So the questions that are shaping the pre-match chatter include whether Zimbabwe can finish work at the giant stadium for the team to truly enjoy their home advantage and on the other side of the Limpopo, which coach will preside over the desperate Bafana Bafana.
The names that have been thrown around include Afcon winner Herve Renard, Al Ahly’s Pitso Mosimane, Benni McCarthy and Gavin Hunt, among others.
Meanwhile, Zimbabwe are watching with keen interest the developments that are unfolding down south.
The fans’ appetites is whetted as the days go by and the big match approaches.

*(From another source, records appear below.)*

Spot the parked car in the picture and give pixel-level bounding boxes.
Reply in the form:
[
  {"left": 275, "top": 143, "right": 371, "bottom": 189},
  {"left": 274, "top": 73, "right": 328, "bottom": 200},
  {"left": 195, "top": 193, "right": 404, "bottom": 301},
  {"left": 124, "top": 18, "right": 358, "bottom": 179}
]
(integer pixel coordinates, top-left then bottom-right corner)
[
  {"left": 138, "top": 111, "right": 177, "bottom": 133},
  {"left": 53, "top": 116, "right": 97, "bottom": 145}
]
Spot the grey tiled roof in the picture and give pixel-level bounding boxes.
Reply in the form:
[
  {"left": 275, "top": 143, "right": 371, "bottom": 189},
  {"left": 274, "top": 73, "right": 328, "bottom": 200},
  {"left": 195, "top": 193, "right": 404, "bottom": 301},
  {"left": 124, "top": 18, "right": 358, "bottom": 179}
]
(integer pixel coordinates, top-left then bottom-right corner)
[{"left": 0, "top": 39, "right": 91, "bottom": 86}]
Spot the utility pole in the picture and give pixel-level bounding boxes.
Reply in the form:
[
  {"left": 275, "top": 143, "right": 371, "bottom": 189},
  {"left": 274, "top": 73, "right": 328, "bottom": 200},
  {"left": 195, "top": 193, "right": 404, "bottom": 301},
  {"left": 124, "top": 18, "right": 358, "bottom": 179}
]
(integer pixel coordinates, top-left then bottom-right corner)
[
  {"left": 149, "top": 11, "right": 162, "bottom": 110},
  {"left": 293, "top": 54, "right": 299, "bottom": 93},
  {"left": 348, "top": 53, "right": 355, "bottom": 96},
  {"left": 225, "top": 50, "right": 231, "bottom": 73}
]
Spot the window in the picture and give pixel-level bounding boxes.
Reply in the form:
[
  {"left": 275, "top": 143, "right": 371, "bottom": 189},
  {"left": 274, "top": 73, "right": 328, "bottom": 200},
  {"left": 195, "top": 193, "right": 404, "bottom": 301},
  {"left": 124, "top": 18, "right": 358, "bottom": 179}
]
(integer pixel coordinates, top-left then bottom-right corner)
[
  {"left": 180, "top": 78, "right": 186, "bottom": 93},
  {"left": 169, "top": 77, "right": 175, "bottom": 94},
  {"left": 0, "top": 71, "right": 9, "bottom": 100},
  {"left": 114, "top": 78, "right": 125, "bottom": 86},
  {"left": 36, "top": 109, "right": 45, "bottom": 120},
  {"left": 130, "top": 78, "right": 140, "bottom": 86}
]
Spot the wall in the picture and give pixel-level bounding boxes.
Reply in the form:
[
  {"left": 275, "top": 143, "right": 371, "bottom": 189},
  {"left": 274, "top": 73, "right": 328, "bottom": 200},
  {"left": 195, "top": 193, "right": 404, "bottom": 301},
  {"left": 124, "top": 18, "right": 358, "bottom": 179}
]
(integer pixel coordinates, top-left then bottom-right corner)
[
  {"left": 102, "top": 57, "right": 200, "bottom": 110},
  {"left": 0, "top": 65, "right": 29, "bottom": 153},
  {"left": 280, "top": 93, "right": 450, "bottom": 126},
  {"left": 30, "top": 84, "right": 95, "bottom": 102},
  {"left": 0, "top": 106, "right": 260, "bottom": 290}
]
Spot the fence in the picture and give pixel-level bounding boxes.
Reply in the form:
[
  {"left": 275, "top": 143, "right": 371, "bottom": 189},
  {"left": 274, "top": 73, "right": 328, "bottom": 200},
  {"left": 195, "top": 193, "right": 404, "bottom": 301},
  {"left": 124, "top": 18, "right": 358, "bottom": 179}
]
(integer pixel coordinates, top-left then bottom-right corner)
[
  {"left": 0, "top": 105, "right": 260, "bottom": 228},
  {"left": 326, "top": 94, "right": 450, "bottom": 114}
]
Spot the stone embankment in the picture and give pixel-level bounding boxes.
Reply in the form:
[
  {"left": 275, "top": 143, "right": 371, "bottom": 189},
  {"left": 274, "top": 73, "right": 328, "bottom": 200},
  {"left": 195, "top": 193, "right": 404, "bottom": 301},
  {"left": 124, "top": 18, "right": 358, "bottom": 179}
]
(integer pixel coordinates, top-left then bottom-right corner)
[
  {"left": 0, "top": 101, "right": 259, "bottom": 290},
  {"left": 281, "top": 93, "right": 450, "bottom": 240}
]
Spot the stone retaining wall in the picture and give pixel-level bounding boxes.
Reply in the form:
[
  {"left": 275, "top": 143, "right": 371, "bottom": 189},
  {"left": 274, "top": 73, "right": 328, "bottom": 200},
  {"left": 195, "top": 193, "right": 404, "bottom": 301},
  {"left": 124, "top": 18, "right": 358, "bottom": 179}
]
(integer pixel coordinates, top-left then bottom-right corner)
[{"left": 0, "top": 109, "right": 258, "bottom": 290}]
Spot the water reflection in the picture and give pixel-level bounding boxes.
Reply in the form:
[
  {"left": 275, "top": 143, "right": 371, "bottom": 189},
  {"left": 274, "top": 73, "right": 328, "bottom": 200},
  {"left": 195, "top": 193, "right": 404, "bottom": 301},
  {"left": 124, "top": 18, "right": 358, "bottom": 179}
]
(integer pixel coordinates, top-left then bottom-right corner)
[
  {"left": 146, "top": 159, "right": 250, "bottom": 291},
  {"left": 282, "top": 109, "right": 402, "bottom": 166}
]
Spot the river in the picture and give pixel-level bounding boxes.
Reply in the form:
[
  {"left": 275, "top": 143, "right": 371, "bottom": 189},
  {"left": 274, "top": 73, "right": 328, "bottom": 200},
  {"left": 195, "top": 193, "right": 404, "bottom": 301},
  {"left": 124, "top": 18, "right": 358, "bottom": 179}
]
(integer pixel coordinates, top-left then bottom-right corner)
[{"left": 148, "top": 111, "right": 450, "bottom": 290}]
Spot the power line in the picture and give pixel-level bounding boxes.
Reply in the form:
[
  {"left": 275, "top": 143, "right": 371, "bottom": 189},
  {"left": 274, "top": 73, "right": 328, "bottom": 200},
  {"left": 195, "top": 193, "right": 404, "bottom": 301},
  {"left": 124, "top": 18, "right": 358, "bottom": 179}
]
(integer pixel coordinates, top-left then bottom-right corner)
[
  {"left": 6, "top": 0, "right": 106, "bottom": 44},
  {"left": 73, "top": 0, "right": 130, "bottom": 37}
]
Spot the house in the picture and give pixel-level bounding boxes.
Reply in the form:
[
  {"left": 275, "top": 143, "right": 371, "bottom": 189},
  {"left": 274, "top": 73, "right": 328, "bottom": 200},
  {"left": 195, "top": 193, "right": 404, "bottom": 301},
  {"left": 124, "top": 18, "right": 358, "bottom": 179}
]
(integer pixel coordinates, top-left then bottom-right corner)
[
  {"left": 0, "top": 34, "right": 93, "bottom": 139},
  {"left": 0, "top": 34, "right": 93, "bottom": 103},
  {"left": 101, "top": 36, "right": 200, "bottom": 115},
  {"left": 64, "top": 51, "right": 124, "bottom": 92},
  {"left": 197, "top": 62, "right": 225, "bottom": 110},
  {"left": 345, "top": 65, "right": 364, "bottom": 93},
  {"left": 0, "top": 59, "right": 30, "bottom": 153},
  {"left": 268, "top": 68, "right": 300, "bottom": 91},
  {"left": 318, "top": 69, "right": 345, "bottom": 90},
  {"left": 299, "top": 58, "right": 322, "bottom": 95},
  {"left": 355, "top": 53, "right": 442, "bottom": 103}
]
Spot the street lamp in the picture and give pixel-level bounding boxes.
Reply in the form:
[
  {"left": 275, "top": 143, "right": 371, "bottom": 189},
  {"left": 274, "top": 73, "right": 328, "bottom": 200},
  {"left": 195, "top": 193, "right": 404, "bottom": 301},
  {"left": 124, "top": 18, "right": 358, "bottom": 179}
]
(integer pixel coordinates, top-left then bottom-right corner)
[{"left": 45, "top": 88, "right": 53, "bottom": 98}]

Warriors coach Zidravko Logarušic has already given the fans an idea of the players that he could line up against Bafana Bafana as he looks mostly at foreign-based players.

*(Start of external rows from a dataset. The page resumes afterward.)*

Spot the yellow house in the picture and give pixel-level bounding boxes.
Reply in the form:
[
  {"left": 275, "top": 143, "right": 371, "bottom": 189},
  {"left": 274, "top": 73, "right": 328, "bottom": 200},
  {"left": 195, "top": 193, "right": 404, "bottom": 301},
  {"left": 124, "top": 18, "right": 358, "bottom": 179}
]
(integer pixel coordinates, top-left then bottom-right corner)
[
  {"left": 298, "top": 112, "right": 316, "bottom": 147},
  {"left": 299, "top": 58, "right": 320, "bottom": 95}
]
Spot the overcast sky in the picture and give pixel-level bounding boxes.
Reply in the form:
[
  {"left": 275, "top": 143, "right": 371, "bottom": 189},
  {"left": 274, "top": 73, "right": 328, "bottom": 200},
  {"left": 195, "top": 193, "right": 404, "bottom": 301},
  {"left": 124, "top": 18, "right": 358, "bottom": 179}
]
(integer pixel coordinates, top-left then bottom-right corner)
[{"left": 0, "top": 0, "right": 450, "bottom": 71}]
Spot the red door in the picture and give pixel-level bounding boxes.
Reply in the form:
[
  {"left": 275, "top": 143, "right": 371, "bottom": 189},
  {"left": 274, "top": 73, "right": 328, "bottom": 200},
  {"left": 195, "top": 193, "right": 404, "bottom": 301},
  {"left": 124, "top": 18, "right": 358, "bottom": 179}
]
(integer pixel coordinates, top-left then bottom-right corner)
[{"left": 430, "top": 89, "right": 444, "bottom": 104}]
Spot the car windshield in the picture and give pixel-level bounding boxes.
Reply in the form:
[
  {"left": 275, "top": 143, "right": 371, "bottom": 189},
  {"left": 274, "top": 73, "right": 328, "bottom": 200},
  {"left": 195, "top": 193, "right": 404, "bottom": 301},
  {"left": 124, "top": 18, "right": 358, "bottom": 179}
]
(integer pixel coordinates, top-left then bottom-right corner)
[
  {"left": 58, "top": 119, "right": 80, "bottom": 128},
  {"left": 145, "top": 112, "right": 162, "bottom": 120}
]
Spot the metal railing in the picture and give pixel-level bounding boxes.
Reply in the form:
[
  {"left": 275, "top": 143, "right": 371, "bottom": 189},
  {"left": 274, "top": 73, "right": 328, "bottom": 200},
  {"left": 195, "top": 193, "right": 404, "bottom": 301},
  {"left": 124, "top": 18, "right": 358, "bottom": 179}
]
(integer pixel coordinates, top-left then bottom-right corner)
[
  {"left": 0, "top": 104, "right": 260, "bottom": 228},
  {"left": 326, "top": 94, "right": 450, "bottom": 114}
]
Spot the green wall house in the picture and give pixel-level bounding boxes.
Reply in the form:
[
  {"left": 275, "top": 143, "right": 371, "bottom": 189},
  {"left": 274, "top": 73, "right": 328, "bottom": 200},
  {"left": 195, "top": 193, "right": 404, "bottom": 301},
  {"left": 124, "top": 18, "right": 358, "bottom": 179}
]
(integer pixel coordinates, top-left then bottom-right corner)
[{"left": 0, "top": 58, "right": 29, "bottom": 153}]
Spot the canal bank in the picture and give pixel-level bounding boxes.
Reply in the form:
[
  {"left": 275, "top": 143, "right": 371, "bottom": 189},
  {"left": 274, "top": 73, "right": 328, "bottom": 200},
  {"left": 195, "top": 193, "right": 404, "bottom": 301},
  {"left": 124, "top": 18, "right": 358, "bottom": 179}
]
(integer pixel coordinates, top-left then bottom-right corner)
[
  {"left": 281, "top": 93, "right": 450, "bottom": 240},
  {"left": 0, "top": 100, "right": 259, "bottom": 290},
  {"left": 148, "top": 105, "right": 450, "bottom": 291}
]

The match comes at a time when the European season will be on a break and Loga can easily summon all the players that he requires without hassle, like what happened in the last Afcon qualifiers.
Like wise, South Africa can also summon their best talent for the big match and the likes of Keagan Dolly, based in France, can rub shoulders with Zimbabwe’s France-based duo of Tino Kadewere and Marshall Munetsi.

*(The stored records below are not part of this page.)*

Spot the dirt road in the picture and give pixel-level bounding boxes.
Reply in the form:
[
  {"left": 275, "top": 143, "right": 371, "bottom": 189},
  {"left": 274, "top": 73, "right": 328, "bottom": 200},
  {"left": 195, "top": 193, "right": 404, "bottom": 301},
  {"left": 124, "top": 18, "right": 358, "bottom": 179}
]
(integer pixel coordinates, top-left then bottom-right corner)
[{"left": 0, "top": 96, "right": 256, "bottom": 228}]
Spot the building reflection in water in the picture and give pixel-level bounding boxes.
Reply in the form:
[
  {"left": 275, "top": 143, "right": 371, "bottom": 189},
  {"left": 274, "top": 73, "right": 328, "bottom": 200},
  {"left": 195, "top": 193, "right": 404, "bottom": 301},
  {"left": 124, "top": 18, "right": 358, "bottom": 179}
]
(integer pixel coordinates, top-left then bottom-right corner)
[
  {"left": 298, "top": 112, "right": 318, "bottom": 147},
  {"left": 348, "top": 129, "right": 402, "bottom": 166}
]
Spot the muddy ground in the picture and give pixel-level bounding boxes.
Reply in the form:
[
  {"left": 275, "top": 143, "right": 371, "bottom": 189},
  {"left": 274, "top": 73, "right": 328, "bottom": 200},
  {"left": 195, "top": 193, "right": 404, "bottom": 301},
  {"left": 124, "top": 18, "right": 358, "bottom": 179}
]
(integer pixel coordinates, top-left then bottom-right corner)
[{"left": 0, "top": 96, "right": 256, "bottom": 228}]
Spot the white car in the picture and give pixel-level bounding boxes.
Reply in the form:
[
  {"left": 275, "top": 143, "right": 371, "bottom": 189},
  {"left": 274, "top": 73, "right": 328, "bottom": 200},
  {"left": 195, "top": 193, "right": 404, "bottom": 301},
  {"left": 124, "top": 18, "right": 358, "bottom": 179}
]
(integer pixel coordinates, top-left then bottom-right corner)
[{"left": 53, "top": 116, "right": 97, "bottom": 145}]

The two countries’ rivalry dates back to 1992 when South Africa returned from international football isolation following the end of apartheid.
Bafana Bafana were handed a harsh lesson in a 4-1 demolition in an Afcon qualifier in Harare in 1992.
Circumstances though have changed over the years as Bafana Bafana have evolved to be a force in African football, having hosted and won the Afcon tournament in 1996 and went on to qualify for the 1998 World Cup in France and the 2002 World Cup in South Korea and Japan before hosting in 2010.
The duels between the two countries though have been feisty. They have met on 15 occasions since 1992, with three matches ending in draws and both of them won six.
Zimbabwe though won most of their encounters in less glamorous competitions including Cosafa and the international friendlies, with South Africa winning most of the Fifa-approved matches.
With the teams drawn together again in a group that also contains Ghana and Ethiopia in a battle for the right to play at the World Cup finals in 2022 Qatar, stakes will be higher.